Looks good first few days but pretty soon I find issus I don’t want to deal with. Additionally, solutions are made by much less knowledgeable users, so even solution is hard to find.
I use gentoo because it works and I know how to fix (without reinstalling).
I have mint on one desktop, it is so nice… but I use it only occasionally (for gaming and deep learning) even font rendering is not what I like.
You can try Debian Testing (or Unstable) whichever is rolling release, that’s closest you will come.
A lot of people like Fedora… so, maybe…
So… shop around but you will be back, it is like going from Subaru to anything else in the same price range or cheaper. Not possible.
And yes, I fear to find only frustration for some tweaks and changes I can do only with Gentoo. Choosing how I boot my machine and such. No grub, systemd-boot instead, etc.
Debian is still the closest. Maybe I switch to it on my laptop, which I currently don’t use much.
Maybe I should try something more ambitious like NixOS on the spare machine (laptop) and see whether it feels right for me; I can always fall back to Debian.
Yeah, on my previous machine I had still the stage3-archive from the day I built it. And I believe I even recompiled everything with different mtune settings, so that I can use the same installation after an CPU upgrade. Don’t remember details anymore; this was huge for me, back then. (:
I’ve used Gentoo in the past for 6 years on my desktop and was quite happy with it. I was pretty much in your boat, I knew my way around, could fix problems and knew where to ask for help. All fine and well until time became an issue.
I went with windows for a couple of years until I was fed up with it (again) and switched back to Linux. After some testing, I went with arch. It gives me the closest feeling to Gentoo, without the endlessly long compile times. It requires some learning of the ins and outs but once you’re settled, the experience is on par with Gentoo (at least for me).
I am using Gentoo for more than 10 years now, on two machines. I set it up in a way, so that the more powerful desktop compiles packages that can run on both machines, so that I at least have to wait only longer once for each world update. Use-flags need to be the same on both for that to work.
What are typical compile times for let’s say weekly updates and for a full system?
A normal world update after 60 to 90 days can take one day (including troubleshooting, if needed). I between I do only security updates, in most cases they are done within minutes depending on the package and there compile-time dependencies.

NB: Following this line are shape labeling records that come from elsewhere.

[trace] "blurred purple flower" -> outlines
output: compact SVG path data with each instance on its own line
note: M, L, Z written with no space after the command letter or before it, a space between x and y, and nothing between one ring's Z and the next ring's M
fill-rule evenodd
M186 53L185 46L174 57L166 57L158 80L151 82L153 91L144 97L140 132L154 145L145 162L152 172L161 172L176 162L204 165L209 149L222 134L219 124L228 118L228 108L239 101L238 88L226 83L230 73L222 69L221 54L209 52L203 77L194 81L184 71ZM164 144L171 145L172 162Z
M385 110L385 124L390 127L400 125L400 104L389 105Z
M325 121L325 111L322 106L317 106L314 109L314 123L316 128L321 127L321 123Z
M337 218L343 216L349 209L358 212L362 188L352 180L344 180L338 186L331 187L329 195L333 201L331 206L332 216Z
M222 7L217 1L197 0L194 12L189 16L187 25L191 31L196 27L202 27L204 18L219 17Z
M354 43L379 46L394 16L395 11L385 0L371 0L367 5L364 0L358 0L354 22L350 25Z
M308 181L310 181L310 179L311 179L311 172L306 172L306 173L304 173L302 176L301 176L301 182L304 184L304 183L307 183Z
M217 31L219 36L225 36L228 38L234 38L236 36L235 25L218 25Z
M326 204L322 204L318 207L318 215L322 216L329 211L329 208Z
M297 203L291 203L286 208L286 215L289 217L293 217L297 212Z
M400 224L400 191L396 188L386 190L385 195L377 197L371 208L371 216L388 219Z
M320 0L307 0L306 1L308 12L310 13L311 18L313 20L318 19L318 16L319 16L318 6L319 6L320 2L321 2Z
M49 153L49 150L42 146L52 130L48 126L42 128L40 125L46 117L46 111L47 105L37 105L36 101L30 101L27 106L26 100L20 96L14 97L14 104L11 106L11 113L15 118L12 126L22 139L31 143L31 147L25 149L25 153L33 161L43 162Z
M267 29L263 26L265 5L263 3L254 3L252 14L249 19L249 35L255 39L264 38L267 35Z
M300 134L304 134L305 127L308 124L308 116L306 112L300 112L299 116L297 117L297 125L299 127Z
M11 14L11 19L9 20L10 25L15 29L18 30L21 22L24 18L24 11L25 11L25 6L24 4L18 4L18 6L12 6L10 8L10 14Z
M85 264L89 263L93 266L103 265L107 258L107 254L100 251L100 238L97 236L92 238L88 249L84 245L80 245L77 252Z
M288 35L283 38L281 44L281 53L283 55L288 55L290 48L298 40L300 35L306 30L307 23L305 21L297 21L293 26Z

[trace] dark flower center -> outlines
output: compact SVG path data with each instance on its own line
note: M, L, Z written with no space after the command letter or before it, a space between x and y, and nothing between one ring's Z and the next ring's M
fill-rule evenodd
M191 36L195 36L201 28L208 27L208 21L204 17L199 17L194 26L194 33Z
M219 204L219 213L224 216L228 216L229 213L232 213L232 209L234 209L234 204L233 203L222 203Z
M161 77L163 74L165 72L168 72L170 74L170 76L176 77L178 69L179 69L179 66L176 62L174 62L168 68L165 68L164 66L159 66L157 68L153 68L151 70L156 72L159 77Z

Definitely not Gentoo based, but if you can get by with their unique approach to basically everything, NixOS can be pretty interesting, in that while it is technically source based, binary caches are widely used to basically “pretend” to be a binary distro. And it does let you patch things shouid you want it (at the expense of recompiling everything that even slightly comes in contact with the patched package)
There are some parts that are too “baked in” to change – requiring systemd, for instance – so that may be a dealbreaker for you.
Using systemd is not deal-braking for me, but not being able to use it, would be problematic.
NixOS: I guess, I should try it. The concept sounds fascinating. Like old Sabayon, but current.
Because of the way it works, you can try out on a VM for a bit and move your config over to real hardware trivially if you end up liking it. That’s how I did it before I realized how immature it’s rocm support is and had to switch back to arch
I installed Nix in a container, so I can learn some things before I move to it. So far, I am a bit dissappointed, that it is still using Xorg.
It doesn’t have to. I ran Sway on Nix the entire time I used it, and I know Hyprland supports Nix as well
That ist interesting. Do you think a gnome session using wayland would also work?
I don’t see why it wouldn’t. You may need to enable a config option or two though. Documentation isn’t NixOS’s strongest suit.